The buildings at this archaeological site date to the seventeenth and eighteenth centuries when the court of Gondar was the capital of Ethiopia. Portugal, while expanding its empire to East Africa, sent Portuguese Jesuit missionaries to Ethiopia, who converted Gondar’s emperor to Catholicism. The Portuguese brought with them artisans from the west coast of India—which had been under Portuguese domination from the early part of the sixteenth century, to the Ethiopian highlands and introduced entirely new building materials and methods. For the first time, arches, vaulted construction, and the use of lime became known in Ethiopia, and these new building materials and methods were then used at Gondar. Although the Jesuits were eventually forced to leave, the Goan masons and carpenters remained and influenced the architecture at Queen Mentewab’s palace and banqueting hall.

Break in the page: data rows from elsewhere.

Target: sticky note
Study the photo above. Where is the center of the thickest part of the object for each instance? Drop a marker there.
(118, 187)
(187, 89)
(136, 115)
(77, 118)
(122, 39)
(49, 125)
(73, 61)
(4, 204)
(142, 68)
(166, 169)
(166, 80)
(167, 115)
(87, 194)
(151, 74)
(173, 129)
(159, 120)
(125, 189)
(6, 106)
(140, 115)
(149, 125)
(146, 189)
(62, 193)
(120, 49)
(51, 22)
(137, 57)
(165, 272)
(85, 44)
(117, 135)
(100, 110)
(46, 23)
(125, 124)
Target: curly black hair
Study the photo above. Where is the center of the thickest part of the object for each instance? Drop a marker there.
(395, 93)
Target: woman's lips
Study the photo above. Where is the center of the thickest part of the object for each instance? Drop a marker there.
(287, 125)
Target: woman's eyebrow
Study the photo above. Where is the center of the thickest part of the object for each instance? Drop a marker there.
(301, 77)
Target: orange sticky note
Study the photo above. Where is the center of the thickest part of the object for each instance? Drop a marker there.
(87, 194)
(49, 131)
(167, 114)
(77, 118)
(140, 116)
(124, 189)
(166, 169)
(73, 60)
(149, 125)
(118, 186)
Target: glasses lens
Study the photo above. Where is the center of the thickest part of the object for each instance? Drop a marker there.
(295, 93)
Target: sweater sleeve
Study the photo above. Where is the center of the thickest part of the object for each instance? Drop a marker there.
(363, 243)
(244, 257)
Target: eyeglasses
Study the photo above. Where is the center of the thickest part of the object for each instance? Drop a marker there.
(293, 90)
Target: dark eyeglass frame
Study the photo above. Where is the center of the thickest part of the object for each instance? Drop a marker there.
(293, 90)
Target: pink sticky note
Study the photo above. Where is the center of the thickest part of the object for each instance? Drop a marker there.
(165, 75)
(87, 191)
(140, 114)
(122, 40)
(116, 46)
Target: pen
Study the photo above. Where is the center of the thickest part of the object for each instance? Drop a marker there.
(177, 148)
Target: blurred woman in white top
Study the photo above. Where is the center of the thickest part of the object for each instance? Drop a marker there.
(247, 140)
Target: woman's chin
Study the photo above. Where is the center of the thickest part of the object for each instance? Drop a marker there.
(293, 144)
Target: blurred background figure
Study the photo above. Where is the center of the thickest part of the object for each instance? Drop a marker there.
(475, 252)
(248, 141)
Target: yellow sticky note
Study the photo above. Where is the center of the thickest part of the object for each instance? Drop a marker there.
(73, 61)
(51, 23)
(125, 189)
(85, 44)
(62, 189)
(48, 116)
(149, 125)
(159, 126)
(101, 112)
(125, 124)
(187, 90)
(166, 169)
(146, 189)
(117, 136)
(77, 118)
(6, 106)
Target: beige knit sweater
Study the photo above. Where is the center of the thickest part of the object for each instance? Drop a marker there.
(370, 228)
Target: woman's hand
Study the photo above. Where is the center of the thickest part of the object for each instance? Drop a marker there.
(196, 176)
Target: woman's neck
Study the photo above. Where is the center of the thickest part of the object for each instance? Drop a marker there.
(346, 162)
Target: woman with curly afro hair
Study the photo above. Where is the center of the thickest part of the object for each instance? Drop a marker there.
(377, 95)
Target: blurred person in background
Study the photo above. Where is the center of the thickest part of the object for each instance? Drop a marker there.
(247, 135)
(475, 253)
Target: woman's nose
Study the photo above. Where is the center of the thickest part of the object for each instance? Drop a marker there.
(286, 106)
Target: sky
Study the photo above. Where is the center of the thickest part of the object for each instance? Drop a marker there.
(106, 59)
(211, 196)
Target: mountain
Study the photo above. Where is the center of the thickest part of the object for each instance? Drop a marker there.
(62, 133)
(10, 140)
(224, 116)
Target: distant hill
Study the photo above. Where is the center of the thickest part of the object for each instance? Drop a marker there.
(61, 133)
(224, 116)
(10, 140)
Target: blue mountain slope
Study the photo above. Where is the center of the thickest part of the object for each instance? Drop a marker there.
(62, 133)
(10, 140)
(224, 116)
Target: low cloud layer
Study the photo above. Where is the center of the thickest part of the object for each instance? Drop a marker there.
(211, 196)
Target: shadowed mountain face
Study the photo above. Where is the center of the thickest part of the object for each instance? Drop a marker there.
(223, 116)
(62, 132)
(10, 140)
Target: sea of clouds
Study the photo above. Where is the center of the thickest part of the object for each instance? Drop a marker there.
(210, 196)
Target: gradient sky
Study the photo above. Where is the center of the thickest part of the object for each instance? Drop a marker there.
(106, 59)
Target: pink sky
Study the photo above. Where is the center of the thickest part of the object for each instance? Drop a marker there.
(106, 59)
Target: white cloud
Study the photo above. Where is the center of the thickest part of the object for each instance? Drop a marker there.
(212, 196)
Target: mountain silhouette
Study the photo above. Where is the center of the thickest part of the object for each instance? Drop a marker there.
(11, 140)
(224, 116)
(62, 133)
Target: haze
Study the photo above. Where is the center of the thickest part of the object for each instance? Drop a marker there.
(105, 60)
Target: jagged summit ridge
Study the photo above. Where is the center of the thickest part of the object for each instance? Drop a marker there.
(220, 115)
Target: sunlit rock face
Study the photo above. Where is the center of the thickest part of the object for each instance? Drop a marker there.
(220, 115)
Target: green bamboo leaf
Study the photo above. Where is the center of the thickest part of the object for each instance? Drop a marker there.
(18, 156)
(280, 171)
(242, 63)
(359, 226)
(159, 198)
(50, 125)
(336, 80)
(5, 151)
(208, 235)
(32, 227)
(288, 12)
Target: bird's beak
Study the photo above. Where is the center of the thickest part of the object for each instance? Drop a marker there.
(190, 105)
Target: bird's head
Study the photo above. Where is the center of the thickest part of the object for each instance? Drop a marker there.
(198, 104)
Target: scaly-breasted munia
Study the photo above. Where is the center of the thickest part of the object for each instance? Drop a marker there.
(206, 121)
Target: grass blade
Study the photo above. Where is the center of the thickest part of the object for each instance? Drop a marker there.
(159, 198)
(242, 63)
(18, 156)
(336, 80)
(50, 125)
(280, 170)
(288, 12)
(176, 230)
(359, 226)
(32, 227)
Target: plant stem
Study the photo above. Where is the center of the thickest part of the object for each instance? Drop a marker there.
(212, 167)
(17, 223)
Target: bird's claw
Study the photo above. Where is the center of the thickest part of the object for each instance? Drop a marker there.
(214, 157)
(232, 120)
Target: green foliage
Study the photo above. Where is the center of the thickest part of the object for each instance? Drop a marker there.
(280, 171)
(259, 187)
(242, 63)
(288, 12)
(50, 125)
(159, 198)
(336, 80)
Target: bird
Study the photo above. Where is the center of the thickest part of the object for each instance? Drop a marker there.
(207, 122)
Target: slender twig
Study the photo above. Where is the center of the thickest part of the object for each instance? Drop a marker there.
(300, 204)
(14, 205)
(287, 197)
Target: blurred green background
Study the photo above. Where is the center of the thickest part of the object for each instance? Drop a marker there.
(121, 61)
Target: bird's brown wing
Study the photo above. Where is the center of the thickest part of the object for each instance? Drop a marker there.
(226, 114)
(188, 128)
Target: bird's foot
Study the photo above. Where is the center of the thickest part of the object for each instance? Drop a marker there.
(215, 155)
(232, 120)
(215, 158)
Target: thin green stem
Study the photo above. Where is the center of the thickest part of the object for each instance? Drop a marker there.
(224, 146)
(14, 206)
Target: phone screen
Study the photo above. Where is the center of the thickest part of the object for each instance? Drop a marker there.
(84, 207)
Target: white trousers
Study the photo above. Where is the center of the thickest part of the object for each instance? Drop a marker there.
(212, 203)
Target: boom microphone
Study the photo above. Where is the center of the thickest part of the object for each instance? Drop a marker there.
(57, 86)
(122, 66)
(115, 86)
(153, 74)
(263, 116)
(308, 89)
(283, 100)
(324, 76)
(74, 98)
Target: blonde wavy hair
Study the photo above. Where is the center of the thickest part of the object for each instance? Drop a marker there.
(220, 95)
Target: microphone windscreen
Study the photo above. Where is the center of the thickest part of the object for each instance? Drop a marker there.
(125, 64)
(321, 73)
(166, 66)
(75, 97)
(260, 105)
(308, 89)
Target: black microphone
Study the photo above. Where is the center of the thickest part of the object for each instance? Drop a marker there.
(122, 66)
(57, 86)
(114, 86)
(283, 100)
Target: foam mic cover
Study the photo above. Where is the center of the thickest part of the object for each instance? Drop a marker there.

1998 and 2000 World Monuments Watch
Prior to recent conservation efforts, the banqueting hall and palace were in ruins. WMF identified the most dangerous factors of risk:
- the leaking roof floor slab has caused the decay of the timber beams
- exposed wall tops caused by deteriorated capping permit water infiltration
- buckling and loss of mortar will result in a future collapse of the upper part of the walls
- exposure to weathering and vegetation growth are speeding up the deterioration of the interior plaster decoration
- the lack of protection of the red stone reliefs will bring about further deterioration.
These five factors led to the development of WMF’s conservation project, which included:
- repair of the roof floor portion
- treatment of exposed wall heads; localized masonry consolidation
- treatment of the plaster
- treatment of the red stones
- repair of the back stairs
- structural stabilization studies
WMF’s conservation project stabilized and conserved the site, and trained staff in planning, preserving, and managing archaeological sites.
WMF’s relationship with Queen Mentewab’s mid-eighteenth-century palace and the seventeenth-century archaeological site in Gondar began in 1998 when they were included on the World Monuments Watch. WMF consultants visited the site and provided a report that was supported by a 1999 American Express grant. The site was again included on the Watch in 200. After several years, the conservation project was revived and WMF focused specifically on the conservation of the banqueting hall, built by Queen Mentewab, which was completed in December 2009. WMF collaborated with ARCCH (Agency for Research and Conservation of Cultural Heritage), the Ethiopian Cultural Heritage Project, and Fasil Giorghis Architects to mitigate deterioration, to protect Ethiopian heritage, and preserve its authenticity. The eighteenth-century palace and banqueting hall built by Queen Mentewab are not only become the kingdom’s finest example of “Gondarian style” architecture, embodying the best of Portuguese and Indian influences, but also illustrate the confluence of cultures in this region.